Outlook for 2023: Recalibrating expectations
After delivering record M&A and investment activity in 2021, spurred by abundant liquidity and low financing costs, real estate stakeholders have to recalibrate expectations as rising inflation and interest rates impact valuations, underwriting and risk appetite.
The survey shows that respondents have taken the opportunity to pause for breath, put M&A programs on hold and reassess debt structures across existing portfolios. Real estate fundraising has been similarly slowed.
In the midst of market uncertainty, however, the survey does reveal that there are still opportunities to invest and deliver value.
Respondents are focusing on investment in existing portfolios of assets they know well, to protect and enhance value.

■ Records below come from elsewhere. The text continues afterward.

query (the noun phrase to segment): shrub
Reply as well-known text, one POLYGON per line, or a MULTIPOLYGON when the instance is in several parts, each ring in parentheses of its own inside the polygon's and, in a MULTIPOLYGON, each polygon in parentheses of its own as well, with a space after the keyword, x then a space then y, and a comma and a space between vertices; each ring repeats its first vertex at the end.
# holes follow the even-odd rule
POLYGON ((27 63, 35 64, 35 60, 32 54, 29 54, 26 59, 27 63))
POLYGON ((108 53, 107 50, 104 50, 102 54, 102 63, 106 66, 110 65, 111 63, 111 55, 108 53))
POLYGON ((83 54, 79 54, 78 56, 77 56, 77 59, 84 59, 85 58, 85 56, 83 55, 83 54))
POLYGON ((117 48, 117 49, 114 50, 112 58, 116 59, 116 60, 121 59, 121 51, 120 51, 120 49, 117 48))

Some are leaning into current headwinds and see a window to tap investors for opportunistic funds that can take advantage of a correction in valuations and support assets faced with potential restructuring. Real estate subsectors, such as data centers and healthcare, meanwhile, continue to grow and present compelling long-term investment targets. Respondents are also taking the time to upgrade their digital and technology capabilities and implement ESG best practice across their organizations and property portfolios.
This is undoubtedly a difficult time in the real estate space, but operators and managers who are flexible and able to adapt to changing circumstances will continue to strengthen their operations and find opportunities to invest in high-quality real estate assets.